- Born: Portugal
- Education: NOVA University Lisbon (BA in social communication)
- Occupations: Journalist; TV presenter;
- Years active: 1999–present
- Employer: TVI/ CNN Portugal
- Known for: Interview with Kate and Gerry McCann

= Sandra Felgueiras =

Portuguese TV presenter and journalist

Sandra Felgueiras is a Portuguese TV presenter and journalist.

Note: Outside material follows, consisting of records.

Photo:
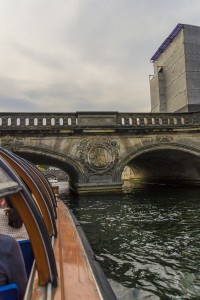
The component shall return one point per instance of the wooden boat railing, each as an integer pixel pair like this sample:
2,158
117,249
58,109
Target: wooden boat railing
61,267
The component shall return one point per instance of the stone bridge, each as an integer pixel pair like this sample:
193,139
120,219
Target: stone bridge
93,148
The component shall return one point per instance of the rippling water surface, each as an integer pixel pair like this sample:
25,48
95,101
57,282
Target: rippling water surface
147,240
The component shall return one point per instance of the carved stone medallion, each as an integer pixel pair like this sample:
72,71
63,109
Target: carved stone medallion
98,155
164,138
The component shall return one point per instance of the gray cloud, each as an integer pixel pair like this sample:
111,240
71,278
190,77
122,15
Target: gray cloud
83,54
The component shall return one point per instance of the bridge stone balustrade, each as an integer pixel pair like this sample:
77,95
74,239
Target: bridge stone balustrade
93,148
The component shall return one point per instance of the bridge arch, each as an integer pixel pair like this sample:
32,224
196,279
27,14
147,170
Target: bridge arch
63,162
166,163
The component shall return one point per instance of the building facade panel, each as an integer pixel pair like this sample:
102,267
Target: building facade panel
180,61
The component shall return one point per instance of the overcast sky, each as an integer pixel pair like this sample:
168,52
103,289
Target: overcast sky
79,55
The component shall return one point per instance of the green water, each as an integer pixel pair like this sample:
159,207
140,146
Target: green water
147,240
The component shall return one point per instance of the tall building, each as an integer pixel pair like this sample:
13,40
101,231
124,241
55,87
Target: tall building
175,85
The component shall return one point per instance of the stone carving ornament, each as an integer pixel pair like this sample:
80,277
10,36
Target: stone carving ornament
98,155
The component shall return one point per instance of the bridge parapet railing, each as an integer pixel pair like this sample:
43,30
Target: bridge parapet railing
59,121
159,119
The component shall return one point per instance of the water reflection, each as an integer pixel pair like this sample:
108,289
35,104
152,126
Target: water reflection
147,240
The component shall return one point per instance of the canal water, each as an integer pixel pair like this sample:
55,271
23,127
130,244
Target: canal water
147,240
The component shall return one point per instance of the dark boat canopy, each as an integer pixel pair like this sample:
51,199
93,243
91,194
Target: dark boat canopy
23,186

She is best known for interviewing Kate and Gerry McCann about the disappearance of Madeleine McCann.

==Career==
Felgueiras previously worked for Cofina Media, as director of the magazine Sábado, and for RTP, where she spent around 21 years, nine of which she was responsible for coordinating and presenting the investigative program Sexta às 9 on RTP1.

Felgueiras interned at SIC and the newspaper Expresso in 1999, and she was briefly with Barcelona Television in Spain the year before. She holds a degree in social communication from NOVA University Lisbon. Her first major high-profile case was covering the disappearance of the English girl Madeleine McCann in 2010, during which she interviewed the child's parents; she also appeared in the Netflix docu-series about the case. After a 21-year career at RTP, her departure was marked by controversy following the cancellation of Sexta às 9 by the network's news management. In 2022, Felgueiras launched the program Investigação Sábado, broadcast on CMTV. Later that year, she left CMTV and joined TVI/CNN Portugal, where she currently presents the Jornal Nacional and the investigative journalism segment Exclusivo.

Felgueiras was ranked by Executiva as the 20th most influential woman in Portugal in 2021.